Q: Zoltan, are you aware of the progress wrt https://bugzilla.xamarin.com/show_bug.cgi?id=43462 ? removing the calls to Collect would be better and safer than guessing the frequency required to avoid the bug.
So the low cpu usage was caused by the GC.Collect () calls.
(In reply to Zoltan Varga from comment #15)
> This is caused by this:
> and similar code in multiple files.
> If we want to keep this, we should do it every 10-20 process spawns, since
> mtouch has a 1gb heap due to cecil data structures.
We might not need the cecil data structures when these GC.Collect calls occur, so we might be able to just null those out and collect them all.
Still, doing 1 gc per process spawn is going to be slow.
Going through the cil-strip and old-cecil code, I think the FullLoad is not necessary. At least it's worth trying to remove.
An intermediate solution would be to have 1 process doing the cil-strip for all assemblies. We can modify cil-strip to take a list of assemblies to process.
I'll think about what we can do with Cecil 0.10 for this use case.
> At least it's worth trying to remove.
> An intermediate solution would be to have 1 process doing the cil-strip
and strip in parallel from inside the tool ?
If not this might affect the build performance for smaller projects. Again worth adding, just not sure if it will be useful (or harmful) generally... but we have the choice to use it (or not).
> I'll think about what we can do with Cecil 0.10 for this use case.

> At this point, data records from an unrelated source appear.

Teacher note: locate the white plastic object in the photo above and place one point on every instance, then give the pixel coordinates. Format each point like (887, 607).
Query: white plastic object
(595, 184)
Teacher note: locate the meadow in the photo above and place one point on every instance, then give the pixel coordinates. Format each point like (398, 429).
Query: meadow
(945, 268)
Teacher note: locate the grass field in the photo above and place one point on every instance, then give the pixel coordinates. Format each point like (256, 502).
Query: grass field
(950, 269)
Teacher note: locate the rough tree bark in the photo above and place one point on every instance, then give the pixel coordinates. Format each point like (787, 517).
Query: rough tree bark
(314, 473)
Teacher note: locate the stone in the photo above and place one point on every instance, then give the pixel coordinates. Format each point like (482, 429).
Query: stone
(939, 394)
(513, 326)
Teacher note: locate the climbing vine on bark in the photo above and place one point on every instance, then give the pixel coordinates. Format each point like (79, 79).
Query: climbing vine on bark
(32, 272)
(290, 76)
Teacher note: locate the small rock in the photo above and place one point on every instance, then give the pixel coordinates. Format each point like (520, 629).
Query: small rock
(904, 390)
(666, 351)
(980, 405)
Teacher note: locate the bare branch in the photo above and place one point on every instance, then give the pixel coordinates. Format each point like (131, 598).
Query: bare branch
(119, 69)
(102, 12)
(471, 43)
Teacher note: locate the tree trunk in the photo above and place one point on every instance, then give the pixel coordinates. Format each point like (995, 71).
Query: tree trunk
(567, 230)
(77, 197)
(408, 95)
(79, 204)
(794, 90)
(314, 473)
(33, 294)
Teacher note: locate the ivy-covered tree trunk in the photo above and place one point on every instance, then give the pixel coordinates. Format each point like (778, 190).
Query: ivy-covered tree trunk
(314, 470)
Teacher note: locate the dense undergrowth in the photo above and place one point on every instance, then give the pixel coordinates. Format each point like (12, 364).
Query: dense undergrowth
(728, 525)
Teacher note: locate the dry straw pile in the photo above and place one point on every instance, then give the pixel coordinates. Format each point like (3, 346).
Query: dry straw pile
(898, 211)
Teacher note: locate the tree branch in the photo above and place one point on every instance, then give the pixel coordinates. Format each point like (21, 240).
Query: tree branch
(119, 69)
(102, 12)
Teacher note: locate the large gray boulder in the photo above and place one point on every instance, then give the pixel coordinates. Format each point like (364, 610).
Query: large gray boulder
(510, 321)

Our discussion ended with the fact that strip is called on assemblies that might not have been re-written by Cecil - which makes it more than a "deterministic output" issue.
It would still be _ideal_ to have Cecil be able to _respect_ the original metadata tokens. In such case we could strip from mtouch itself (and the data already in memory) - no more spawning processes, no more reloading assembly data...
Since the original fix was a workaround for bug #43462 and this was fixed in C9  then I think we can revert the GC.Collect calls in `master` and, time builds are confirmed, in `d15-2`.
@Alex please go ahead with a PR for master. We'll merge it unless other concerns are raised.
Also please move the 2 other suggestions (strip and collect cecil data once not needed) to different bug reports (with links back here). Thanks!
Project built with current master + PR 1976 patch
Time Elapsed 00:08:25.08
Fixed (master): https://github.com/xamarin/xamarin-macios/commit/2a85ec1674da63b2fd808b93721aafd9cbc3faed
Backported to dev15-2 https://github.com/xamarin/xamarin-macios/pull/1979
*** Bug 55115 has been marked as a duplicate of this bug. ***
@Bill Hi, as this is a development related bug. kindly, verify it on your end or provide me steps to verify this.
@Aman I will verify it once it reaches at least the alpha channel. Has the fix made it there?
@Bill yes, it's in our latest alpha. Anything with 10.10.0.6+ will have it. Again thanks for your help tracking this :)
@Aman @Sebastien The latest alpha improved the build times back to about where they were. Thanks for your help!